Fungi are ubiquitous in diverse aquatic milieus, comprising surface, ground and tap water proposed for anthropogenic use [8]. Different species of Acremonium, Acrostalagmus, Alternaria, Arthrinium, Arthrographis, Ascochyta, Aspergillus, Asteroma, Astermella, Aureobasidium, Beauveria, Bionectria, Bipolaris, Cadophora, Candida, Cephalosporium, Chaetomium, Cytospora, Dactylaria, Discosporium, Epicoccum, Exophiala, Fusarium, Gibberella, Gliocladium, Kluyveromyces, Microsporum, Paecilomyces, Penicillium, Sarocladium, Talaromyces, Trichoderma, Mucor, Rhizopus etc. have been isolated from water sources in different countries of the world [8].Their distribution in aquatic milieu results in objectionable conditions in taste and odour [5], allergies and meningitis [9]. Some species produce mycotoxins or other secondary metabolites capable of causing respiratory disorders, cancer and opportunistic infections in immmunocompromised individuals [10, 11].

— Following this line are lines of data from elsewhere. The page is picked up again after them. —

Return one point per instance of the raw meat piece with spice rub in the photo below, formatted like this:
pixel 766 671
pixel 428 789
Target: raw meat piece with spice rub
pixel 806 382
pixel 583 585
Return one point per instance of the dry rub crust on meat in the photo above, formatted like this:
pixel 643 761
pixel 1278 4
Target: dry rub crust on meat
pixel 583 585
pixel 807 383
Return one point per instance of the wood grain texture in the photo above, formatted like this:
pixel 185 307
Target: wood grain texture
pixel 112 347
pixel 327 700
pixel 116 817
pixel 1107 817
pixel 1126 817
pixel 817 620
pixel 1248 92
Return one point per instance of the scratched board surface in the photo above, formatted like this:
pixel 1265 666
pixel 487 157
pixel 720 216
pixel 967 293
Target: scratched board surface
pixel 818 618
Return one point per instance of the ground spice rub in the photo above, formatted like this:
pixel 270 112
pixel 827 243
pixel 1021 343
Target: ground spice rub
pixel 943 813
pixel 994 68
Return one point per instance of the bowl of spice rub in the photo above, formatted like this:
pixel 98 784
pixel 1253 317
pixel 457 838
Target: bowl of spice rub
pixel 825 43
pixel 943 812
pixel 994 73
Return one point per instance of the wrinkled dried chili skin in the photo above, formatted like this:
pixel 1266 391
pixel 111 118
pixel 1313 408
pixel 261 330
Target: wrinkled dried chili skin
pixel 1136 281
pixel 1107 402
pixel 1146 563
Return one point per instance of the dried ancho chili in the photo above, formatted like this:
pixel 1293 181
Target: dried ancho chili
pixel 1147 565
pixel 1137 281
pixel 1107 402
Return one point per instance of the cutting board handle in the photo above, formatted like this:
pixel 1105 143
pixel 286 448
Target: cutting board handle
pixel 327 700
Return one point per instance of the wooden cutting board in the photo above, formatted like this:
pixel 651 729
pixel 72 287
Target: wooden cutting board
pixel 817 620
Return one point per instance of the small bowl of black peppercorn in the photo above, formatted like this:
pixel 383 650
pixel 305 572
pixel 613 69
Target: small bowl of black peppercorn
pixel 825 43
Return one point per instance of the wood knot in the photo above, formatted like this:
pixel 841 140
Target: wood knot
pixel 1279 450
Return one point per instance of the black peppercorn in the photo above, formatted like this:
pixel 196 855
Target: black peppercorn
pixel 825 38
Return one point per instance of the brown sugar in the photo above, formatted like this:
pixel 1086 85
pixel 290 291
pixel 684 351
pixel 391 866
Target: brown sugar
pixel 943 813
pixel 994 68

In the last two decades, potential health challenges associated with fungal water pollution, propelled investigations on bottled mineral water [12, 13], tap water [14,15,16], and water supply systems [17, 18] towards safeguarding public health. Of greater concern is the evolution of resistance to commercially available antifungal agents [19, 20], coupled with the limited discovery of new drugs. Antifungals, including azoles (ketoconazole and fluconazole), pyrimidine analog (flucytosine), and polyenes (amphotericin B) are important in modern clinical practice and extensive agriculture [21, 22], and their application brought appreciable progress to the treatment of animal, human and plant fungal infections [23]. Conversely, their efficacy is being confronted by the increasing rise in drug resistance [24]. In recent times, high level resistance i.e. 100% to ketoconazole and fluconazole [25], 75% to fluconazole [26], 47% to flucytosine [28], and 91% [27] and 67% [25] to amphotericin B have been reported.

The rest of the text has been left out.